RuntimeError: Expected hidden size (2, 9, 100), got (2, 20, 100)

I am using pytorch for CNN and now I need to use RNN, however, after few days labor, still could not run it successfully. The network looks like below

class Net(nn.Module):
    def __init__(self, input_dim, nb_lstm_units, layer_dim, output_dim, batch_size=20):
        super(Net, self).__init__()
        self.nb_lstm_units = nb_lstm_units
        self.layer_dim = layer_dim
        self.batch_size = batch_size

        self.rnn = nn.RNN(input_dim, nb_lstm_units, layer_dim, batch_first=True, nonlinearity='relu')
        self.fc_out = nn.Linear(nb_lstm_units, output_dim)        
    def init_hidden(self):
        hidden_a = torch.randn(self.layer_dim, self.batch_size, self.nb_lstm_units)        
        hidden_a = hidden_a.cuda()            
        return Variable(hidden_a)
    def forward(self, X): 
        batch_size, seq_len, _ = X.size()

        # dimension (batch, n_features, timestamp) -> (batch, timestamp, n_features)
        X = X.transpose(1, 2)

        self.hidden = self.init_hidden()
        out, self.hidden = self.rnn(X, self.hidden)

        out = self.fc_out( out[:, -1, :] )
        return out

# Create RNN
input_dim = 1
nb_lstm_units = 100
layer_dim = 2
output_dim = 2
model = Net(input_dim, nb_lstm_units, layer_dim, output_dim)

Input is 1D ECG signal segmented by 217 samples, batch size 20. The forward is passed and I can print the output of self.fc_out but the error is shown afterward. Hidden output of RNN need extra processing?

Why do you init_hidden in forward? If you want them to be parameter of your model, you should init them in the constructor.
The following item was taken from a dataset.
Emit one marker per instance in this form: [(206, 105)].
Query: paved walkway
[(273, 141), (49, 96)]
As each data segment is passed to forward one at a time, I want RNN not to link the current data segment with previous segments. Plz correct if I am wrong. Several RNN tutorials (like this), I found doing in similar way.

In the tutorial, you linked there’re two differences:

  • They initialize with zeros, you initialize with random values
  • They don’t store it as the module’s parameters but you do

Changing the initialisation and rnn call, as suggested, produces same error.

h0 = self.init_hidden()
out, h1 = self.rnn(X, h0)

Is this problem is kind of an open issue or I am missing something? I had to move to Keras to do same and it works fine. But pytorch gives much freedom to play with my code.

Any help is appreciated.

In forward(), using null value made the error message disappear.

self.rnn(X, None)

Now, the training loss decreases nicely but suddenly becomes a huge positive value. Following other examples, I can see that this is not the ideal way. Any suggestion to handle hidden value and initial weight is much appreciated.